For a great example of an organization in the trenches of executing shared value, watch Fallon’s speech and read through the highlights below. For more real-world updates and case studies of shared value in action, join the community at sharedvalue.org/community.
“In the 20th century, we expected school systems to sort people. They sorted people into those who would go to university and those wouldn’t; those who would do the professional jobs and those who would fill the semi-skilled and the unskilled jobs for which minimal learning or more foundational skills are required. I think everyone in this room would argue and agree that in the 21st century, that isn’t good enough. It is not good enough morally. It is not good enough socially and it’s not good enough economically. All young people need to be able to learn, to create, to know important things, and to be able to apply what they know in ways that are engaging and solve real-life problems. And we know that the economic and social stakes of meeting that challenge are very high indeed.”
“This focus on efficacy now drives every decision, every process, every investment that we make as a company and we build it around an efficacy framework in which for every single thing we do, we ask ourselves four key questions: What learning outcome will you actually achieve? What evidence and what data will you actually use to measure the progress? Do you have a clear plan across the whole of the company that gives us confidence you can implement, not goal effectively and as we’ll always be working in partnership with other stakeholders, do we collectively have the capacity to deliver the outcome?”
“We have set a public commitment, which I made in this year’s annual report, that from 2018 we will report the audited learning outcome of all our products and services, every single thing we do as a company alongside our financial results. That is a big, bold commitment. We have a huge amount to do over the next four years to get close to achieving it.”

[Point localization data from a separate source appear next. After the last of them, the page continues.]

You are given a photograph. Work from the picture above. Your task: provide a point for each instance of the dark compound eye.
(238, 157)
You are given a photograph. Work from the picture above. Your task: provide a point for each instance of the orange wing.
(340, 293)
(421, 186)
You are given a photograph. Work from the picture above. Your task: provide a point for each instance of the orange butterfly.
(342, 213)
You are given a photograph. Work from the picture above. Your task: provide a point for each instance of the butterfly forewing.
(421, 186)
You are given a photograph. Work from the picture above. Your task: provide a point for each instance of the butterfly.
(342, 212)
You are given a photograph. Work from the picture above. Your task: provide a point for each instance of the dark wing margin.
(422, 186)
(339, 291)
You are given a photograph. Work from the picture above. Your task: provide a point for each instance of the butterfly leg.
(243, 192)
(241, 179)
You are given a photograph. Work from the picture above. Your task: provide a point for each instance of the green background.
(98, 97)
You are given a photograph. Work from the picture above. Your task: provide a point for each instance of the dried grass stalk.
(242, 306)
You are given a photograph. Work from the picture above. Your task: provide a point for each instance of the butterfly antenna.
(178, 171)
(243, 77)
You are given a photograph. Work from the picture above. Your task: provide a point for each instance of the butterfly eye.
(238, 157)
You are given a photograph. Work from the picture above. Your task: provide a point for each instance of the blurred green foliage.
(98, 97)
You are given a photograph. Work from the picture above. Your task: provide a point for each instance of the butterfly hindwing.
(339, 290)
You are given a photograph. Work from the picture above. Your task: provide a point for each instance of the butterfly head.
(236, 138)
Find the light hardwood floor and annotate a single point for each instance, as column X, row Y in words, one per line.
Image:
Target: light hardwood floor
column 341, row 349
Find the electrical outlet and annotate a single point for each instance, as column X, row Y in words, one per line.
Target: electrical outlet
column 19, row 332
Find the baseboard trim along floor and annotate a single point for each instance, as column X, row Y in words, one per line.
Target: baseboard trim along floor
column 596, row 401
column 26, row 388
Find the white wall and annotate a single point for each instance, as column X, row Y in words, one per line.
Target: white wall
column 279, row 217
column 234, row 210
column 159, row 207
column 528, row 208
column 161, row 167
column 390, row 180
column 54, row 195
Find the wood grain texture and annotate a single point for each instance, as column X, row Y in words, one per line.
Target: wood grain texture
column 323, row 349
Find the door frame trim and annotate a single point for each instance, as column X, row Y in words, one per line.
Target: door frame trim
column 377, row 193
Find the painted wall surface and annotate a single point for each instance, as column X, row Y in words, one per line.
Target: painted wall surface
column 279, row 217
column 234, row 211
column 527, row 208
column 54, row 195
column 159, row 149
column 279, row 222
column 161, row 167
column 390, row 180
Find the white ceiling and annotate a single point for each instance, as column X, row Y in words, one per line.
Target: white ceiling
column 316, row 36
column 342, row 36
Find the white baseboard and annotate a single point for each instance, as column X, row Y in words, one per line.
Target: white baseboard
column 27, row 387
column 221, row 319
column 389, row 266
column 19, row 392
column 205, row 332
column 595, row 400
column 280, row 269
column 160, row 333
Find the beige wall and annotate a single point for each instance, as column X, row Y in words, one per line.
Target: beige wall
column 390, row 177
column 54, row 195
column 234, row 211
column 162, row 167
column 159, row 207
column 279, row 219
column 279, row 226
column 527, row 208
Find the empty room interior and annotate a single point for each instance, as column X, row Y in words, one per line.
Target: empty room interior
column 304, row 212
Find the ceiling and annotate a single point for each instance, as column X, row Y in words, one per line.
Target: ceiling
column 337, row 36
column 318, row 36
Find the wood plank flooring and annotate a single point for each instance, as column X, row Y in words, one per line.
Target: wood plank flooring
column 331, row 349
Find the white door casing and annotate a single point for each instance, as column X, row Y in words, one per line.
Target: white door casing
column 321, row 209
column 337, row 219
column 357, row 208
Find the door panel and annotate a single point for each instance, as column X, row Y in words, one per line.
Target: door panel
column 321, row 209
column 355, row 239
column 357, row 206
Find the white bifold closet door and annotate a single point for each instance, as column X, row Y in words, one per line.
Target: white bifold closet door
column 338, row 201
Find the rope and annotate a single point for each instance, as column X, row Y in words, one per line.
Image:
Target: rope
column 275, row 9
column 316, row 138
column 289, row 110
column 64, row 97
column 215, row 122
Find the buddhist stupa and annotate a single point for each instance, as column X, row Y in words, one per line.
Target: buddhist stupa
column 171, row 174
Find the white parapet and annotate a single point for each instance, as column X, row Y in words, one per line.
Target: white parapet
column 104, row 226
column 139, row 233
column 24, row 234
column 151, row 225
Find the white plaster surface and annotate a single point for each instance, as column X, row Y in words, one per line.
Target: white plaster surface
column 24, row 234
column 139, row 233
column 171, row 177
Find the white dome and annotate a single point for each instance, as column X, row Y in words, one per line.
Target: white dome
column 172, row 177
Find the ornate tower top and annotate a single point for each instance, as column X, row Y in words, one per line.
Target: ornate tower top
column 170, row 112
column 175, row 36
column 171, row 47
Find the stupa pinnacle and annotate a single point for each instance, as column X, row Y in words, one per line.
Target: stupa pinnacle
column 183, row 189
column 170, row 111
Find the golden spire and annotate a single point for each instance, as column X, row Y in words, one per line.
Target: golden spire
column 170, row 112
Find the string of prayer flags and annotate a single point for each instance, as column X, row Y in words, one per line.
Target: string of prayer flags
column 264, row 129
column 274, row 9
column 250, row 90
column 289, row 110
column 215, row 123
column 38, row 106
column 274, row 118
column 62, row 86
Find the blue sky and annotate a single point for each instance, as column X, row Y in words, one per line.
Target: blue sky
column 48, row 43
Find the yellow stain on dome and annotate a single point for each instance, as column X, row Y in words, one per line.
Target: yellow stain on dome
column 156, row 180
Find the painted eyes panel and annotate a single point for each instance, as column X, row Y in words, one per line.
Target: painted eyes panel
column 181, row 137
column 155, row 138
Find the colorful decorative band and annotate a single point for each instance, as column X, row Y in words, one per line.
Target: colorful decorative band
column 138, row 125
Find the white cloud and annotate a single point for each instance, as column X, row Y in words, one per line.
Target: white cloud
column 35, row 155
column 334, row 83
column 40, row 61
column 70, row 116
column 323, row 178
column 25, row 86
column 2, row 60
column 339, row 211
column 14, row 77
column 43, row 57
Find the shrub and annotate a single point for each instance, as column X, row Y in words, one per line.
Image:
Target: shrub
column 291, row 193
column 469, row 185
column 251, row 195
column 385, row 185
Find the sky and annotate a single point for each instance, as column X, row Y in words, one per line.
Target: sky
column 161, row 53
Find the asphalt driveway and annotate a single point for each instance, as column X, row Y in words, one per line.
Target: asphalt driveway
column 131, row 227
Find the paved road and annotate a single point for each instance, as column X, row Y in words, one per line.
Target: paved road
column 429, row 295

“We are mainstreaming this approach into the whole of the company, changing how we recruit, how we train, how we reward every employee in the company, the products and services we invest in, and as importantly, the products and services that we don’t develop or stop selling, marketing, and investing in. It brings with it, as you can imagine some very, very big and challenging cultural and commercial issues. And it requires us to take what is an incredibly daunting task with all-due humility but without a single ounce of timidity.”